Corktown group’s numbers up: conduct code debuts

By Joshua Bailie –

At the Corktown Residents and Business Association’s May public meeting, some Corktowners found themselves in fascinating seats: pews. Yes, church pews.

In the dusty back room of the Dominion on Queen beer parlour, there are chairs, booths and benches fit for the altar. Simply peculiar at first, one eventually realizes how appropriate it is: Corktown is a community in transition from civically reticent to reverent.

With the 2015 Pan Am games vaulting closer, Corktown is also one of the fastest growing neighbourhoods in Canada. And as guest speaker and Toronto-Centre MPP Glen Murray would later testify, Corktown’s voter turnout has ballooned from 12 per cent to more than 60 during recent federal elections.

The CRBA’s meetings have begun to project this burgeoning intensity—even between elections, and not just the usual suspects. As the two scores of attendees assembled for the May 1 meeting, @CorktownTO tweets: “Lots of new faces at the public meeting today!”

As the first item of business, CRBA president Larry Webb outlined a revised code of conduct for participants, resulting from the sparks that reportedly flew at last month’s powwow.

The code met with an immediate challenge when one woman called out to interrupt Webb, asking for the code to be tossed in the name of free speech. “I guess we know who I’m addressing this to, then,” he responded.

Once the challenge passed, Downtown’s most freshly intriguing community group heard guest speaker and Toronto Centre MPP Glen Murray, who paused to put down a pint before addressing the room.

He talked extensively about his community action plan, with one detail setting the room abuzz: Parliament St. could potentially be the vein for a Queen’s Quay E. LRT.

Murray was noncommittal with specifics, however, because of the convoluted state of Toronto’s municipal politics. “The mayor has been a particularly challenging person to work with,” Murray lamented.

Murray also shared his commitment to the commemoration of Corktown’s historical sites. He is investigating the possibility of designating Queen St. E. as a heritage conservation district, which would ensure its conversation in future generations, while continuing his work on behalf of the First Parliament site.

Neighbourhood history will also be the focus of a new mural.

The city has approved $5,000 for mural to go on the south side of King St. facing east, likely facing Sackville Park. The cost of the mural will be covered by the city, with additional money coming from fundraising and money left over from last year’s “gateway” mural at Queen and River streets.

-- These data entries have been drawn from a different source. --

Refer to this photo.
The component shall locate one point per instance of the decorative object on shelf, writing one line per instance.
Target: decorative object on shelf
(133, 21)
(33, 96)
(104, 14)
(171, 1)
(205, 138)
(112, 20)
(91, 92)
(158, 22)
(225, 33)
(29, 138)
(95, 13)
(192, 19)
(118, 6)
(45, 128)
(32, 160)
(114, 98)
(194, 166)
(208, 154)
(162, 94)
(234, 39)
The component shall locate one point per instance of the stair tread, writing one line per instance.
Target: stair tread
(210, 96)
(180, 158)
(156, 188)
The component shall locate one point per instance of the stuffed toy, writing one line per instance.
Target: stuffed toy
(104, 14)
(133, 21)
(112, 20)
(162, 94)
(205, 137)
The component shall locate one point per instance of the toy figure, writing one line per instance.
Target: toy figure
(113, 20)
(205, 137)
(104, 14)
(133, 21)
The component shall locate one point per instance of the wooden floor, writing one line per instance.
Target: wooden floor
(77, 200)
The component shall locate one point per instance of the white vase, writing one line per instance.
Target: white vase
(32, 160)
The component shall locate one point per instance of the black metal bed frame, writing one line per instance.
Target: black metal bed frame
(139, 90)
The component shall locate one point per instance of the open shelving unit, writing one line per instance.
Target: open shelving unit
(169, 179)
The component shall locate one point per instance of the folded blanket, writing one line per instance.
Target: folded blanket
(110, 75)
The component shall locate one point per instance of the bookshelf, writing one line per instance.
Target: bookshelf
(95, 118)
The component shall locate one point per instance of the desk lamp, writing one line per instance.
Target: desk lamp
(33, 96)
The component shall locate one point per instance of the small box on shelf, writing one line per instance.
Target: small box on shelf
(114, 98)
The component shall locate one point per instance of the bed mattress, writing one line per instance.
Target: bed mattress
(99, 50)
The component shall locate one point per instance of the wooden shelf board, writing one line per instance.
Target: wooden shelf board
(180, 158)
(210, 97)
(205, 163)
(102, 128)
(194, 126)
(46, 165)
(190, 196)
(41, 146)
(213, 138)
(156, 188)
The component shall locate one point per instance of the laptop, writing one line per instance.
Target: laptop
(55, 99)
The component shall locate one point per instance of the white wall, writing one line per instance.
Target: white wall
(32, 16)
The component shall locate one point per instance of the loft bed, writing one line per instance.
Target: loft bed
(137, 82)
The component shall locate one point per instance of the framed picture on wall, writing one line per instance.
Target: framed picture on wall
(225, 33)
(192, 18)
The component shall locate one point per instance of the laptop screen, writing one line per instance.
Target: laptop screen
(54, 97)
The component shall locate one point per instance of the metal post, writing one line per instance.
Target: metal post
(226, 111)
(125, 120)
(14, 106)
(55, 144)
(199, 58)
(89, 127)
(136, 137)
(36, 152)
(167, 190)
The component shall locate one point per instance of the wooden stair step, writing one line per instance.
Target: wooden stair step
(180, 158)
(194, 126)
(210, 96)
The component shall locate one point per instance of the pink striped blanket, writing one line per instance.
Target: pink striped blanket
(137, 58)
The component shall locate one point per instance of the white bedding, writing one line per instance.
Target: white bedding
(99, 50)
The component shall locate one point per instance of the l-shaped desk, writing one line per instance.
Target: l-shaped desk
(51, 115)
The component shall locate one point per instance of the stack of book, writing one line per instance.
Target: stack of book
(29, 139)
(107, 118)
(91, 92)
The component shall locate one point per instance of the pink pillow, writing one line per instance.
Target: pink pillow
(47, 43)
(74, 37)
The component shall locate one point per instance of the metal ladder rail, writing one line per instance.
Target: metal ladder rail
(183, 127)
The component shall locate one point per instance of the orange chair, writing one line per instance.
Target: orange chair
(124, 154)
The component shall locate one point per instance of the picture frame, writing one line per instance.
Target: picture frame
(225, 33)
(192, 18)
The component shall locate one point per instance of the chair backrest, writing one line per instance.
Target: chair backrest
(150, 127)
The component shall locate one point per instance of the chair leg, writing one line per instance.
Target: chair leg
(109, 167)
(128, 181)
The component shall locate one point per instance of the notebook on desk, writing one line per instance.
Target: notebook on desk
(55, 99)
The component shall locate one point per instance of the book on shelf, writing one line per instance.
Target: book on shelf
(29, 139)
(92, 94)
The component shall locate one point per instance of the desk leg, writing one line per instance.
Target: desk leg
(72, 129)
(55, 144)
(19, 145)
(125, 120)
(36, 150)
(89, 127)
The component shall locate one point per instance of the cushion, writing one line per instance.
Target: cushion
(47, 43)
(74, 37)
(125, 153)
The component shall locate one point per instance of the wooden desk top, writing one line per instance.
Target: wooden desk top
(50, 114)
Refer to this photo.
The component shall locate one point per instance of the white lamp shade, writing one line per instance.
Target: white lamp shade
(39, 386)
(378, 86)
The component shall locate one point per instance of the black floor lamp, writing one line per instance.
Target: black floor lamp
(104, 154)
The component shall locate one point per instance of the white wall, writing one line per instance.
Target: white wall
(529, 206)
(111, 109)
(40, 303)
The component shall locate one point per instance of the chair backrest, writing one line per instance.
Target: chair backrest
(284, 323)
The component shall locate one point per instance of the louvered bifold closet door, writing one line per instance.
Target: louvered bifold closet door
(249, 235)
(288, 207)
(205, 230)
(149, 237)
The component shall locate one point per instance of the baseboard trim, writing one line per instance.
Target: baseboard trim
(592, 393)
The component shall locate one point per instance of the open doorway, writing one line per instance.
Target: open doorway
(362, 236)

While the gateway mural was straightforwardly representational—contrasting Corktown’s famous history with the new energy of the neighbourhood—Webb said the CRBA aims for this mural to be a “freer” work.

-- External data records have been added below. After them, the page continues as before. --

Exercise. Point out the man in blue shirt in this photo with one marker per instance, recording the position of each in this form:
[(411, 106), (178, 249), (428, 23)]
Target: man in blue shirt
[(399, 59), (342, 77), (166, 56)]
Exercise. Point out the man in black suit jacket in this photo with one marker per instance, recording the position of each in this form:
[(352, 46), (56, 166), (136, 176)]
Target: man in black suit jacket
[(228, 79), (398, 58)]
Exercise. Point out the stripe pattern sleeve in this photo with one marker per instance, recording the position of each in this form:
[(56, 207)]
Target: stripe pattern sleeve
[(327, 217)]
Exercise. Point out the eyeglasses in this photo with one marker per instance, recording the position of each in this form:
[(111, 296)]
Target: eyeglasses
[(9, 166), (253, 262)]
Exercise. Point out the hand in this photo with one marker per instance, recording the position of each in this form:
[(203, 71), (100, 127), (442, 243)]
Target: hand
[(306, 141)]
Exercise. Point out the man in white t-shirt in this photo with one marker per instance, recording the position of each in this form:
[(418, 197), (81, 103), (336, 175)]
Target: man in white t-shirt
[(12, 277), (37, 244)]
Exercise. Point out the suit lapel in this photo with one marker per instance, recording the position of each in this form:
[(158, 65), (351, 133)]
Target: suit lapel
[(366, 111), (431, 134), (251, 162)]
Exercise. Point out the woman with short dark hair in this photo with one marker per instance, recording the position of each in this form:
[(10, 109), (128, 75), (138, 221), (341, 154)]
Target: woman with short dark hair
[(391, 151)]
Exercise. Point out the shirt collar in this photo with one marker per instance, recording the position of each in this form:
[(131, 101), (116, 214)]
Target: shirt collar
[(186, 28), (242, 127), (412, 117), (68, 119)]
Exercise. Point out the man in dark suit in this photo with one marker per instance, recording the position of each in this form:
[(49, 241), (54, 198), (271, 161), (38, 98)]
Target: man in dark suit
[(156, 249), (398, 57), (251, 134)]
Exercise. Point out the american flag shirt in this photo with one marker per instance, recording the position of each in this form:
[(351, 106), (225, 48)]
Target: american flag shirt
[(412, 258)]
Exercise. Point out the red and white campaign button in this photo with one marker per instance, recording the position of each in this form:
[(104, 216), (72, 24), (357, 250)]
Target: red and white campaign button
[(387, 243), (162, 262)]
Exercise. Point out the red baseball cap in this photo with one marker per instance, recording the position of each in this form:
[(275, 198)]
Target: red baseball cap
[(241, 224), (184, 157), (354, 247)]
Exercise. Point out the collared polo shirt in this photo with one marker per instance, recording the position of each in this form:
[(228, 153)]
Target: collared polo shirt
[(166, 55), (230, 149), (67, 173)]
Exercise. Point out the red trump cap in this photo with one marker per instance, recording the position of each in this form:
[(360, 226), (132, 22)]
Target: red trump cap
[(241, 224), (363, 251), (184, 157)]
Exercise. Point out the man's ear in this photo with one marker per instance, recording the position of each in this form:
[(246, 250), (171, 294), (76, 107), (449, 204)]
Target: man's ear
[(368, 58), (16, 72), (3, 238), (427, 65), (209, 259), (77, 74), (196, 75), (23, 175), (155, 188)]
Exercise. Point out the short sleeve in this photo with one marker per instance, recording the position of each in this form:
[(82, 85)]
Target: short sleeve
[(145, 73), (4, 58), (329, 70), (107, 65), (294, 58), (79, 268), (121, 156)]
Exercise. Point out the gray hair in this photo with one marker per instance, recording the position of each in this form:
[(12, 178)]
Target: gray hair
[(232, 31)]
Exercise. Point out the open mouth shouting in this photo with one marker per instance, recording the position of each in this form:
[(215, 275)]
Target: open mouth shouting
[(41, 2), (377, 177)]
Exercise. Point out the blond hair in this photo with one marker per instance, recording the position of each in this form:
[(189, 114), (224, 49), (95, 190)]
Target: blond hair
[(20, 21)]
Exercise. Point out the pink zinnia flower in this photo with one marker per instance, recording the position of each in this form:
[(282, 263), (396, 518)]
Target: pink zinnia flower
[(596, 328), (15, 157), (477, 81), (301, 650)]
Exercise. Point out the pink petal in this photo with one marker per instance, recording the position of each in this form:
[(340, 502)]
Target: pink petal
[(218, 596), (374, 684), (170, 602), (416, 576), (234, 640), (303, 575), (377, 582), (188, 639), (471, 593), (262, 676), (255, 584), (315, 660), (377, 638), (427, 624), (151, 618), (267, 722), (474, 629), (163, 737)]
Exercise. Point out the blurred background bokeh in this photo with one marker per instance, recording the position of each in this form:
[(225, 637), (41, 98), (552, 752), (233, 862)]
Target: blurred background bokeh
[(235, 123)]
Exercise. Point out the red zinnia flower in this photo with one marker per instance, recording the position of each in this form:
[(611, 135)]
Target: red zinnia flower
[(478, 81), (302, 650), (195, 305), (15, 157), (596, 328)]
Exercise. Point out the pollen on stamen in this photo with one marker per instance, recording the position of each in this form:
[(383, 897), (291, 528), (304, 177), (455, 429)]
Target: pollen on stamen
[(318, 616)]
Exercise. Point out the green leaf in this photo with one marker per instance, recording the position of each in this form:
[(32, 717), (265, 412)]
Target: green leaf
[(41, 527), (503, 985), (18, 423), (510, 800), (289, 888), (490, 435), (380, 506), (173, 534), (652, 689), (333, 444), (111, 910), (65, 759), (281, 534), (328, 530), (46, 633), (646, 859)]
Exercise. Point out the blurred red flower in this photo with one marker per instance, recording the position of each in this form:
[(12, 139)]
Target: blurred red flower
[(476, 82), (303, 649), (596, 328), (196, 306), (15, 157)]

Finally, in response to residents’ concerns, the CRBA will be fetching more information about out-of-neighbourhood professional dog walkers abusing Corktown’s off-leash parkette at Power St. between Adelaide and Richmond.

Said one resident: “We pay for space we don’t actually get to use.”

The walkers allegedly drive their doggie droves over—with as many as 11 pups per person—and set the hounds loose, deterring locals and potentially breaking a city bylaw that states commercial dog walkers can control maximum six dogs while in a park.